Co-Host Whoopi Goldberg disputed O'Reilly's claims that the mosque was inappropriate. "There were 70 families who are muslim who also died in that building," she said.
"Seventy percent of Americans don't want that mosque down there, so don't give me the 'we' business," said O'Reilly to co-host Joy Behar; the studio audience applauded.
Afterward, when pressed by Goldberg and Behar to explain why the "Ground Zero mosque" was somehow "inappropriate," O'Reilly leaned over and pointed at Goldberg saying, "Muslims killed us on 9/11."
Goldberg exclaimed , "That is such bullsh*t," in the midst of a cacophony of back-and-forth yelling. Goldberg shouted that "Timothy McVeigh [the convicted American-born terrorist who blew up the Oklahoma City Building in 1995] was Christian" before she and Behar walked off the set in protest. They later came back to finish the show.
Barbara Walters criticized her co-hosts for walking off stage during the live show.
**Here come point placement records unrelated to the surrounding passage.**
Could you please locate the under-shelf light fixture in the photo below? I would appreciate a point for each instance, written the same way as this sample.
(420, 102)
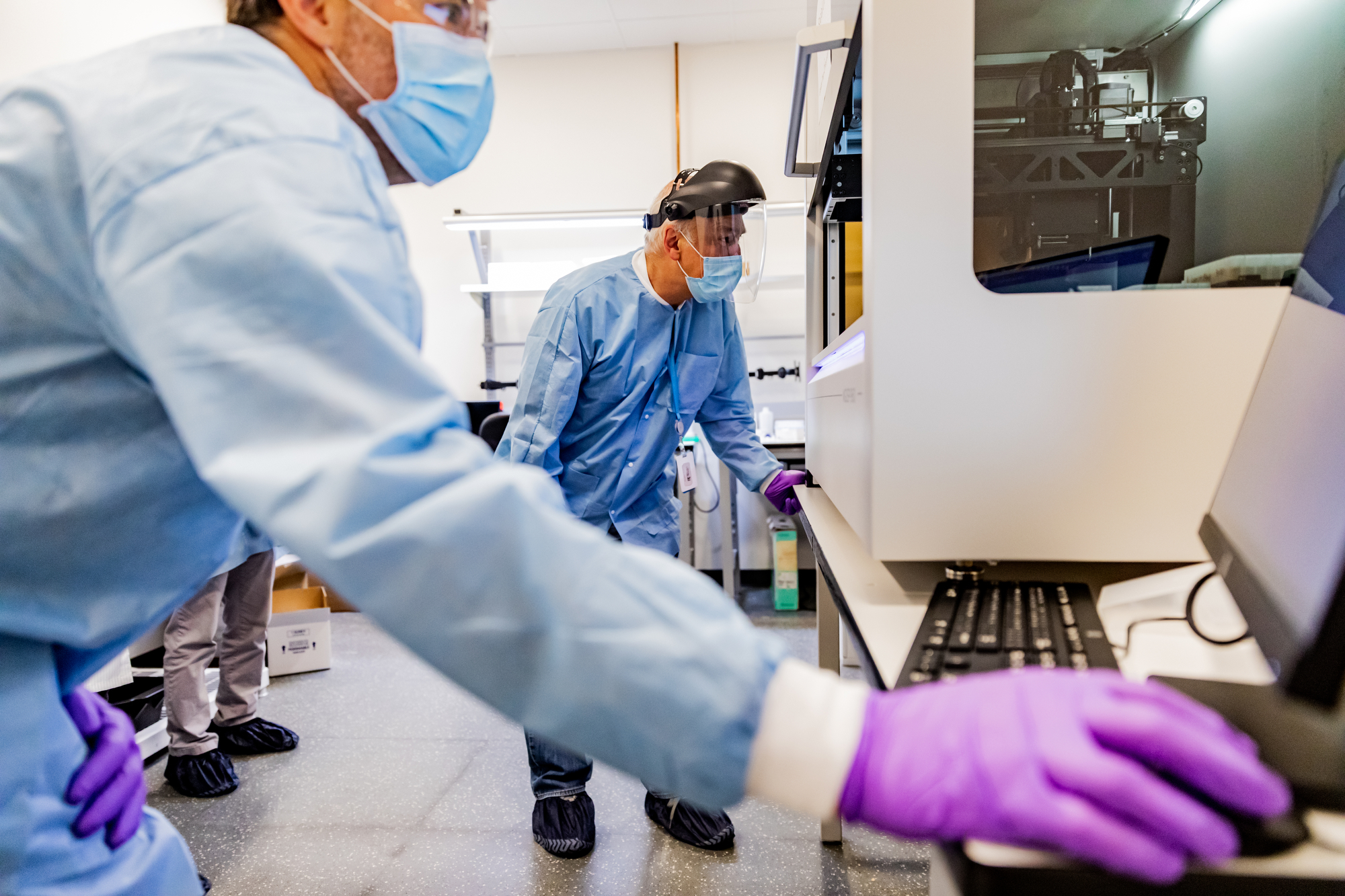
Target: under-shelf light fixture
(575, 220)
(1195, 10)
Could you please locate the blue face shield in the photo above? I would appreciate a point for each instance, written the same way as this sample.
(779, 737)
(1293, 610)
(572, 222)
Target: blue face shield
(718, 282)
(439, 116)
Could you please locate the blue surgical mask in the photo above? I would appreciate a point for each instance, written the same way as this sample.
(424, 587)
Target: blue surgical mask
(718, 282)
(439, 116)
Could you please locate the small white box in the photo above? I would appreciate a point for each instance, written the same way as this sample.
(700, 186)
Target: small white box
(299, 641)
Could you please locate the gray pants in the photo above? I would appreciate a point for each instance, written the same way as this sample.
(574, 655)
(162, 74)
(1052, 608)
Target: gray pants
(243, 595)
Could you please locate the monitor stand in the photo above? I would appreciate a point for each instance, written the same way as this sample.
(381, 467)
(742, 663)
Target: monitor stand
(1303, 743)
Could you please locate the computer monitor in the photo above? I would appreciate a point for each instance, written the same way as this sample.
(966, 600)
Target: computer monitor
(1117, 266)
(1277, 526)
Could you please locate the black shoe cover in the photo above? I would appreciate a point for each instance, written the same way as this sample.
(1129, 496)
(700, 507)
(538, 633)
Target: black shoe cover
(255, 737)
(206, 775)
(564, 825)
(689, 823)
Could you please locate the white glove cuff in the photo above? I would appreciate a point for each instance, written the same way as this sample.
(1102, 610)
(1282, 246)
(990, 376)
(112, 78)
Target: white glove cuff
(808, 737)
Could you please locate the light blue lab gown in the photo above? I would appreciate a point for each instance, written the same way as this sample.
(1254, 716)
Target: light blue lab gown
(597, 408)
(208, 315)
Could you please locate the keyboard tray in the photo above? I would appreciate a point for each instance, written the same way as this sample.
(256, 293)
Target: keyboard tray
(985, 626)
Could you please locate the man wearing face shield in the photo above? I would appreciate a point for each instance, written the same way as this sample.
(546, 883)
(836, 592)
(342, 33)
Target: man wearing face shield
(625, 356)
(208, 318)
But she said O'Reilly should make the distinction that extremists committed the terrorist act.
Behar and Goldberg returned after O'Reilly said that "if anyone felt that I was demeaning all Muslims, I apologize."
"If anyone felt that"? Gee, I couldn't imagine why they would "feel" something as plain on the nose on your face, Bill.
O'Reilly simply can't escape a simple fact: His position on the "Ground Zero mosque" controversy is innately bigoted, because it is founded on conflating all Muslims with a tiny fringe of violent radicals.
Incidentally, I'm not so sure Tim McVeigh is the best comparison to make to the 9/11 fanatics when it comes to domestic terrorists, other than that he was such a successful mass murderer -- mainly because McVeigh was only nominally a Christian and really was not motivated by religion so much as ideology. A better comparison, frankly, would be with Eric Rudolph, who was decidedly Christian and decidedly motivated by religion.
Or how about Scott Roeder? That's a comparison O'Reilly knows all about. And it just might sting a bit harder.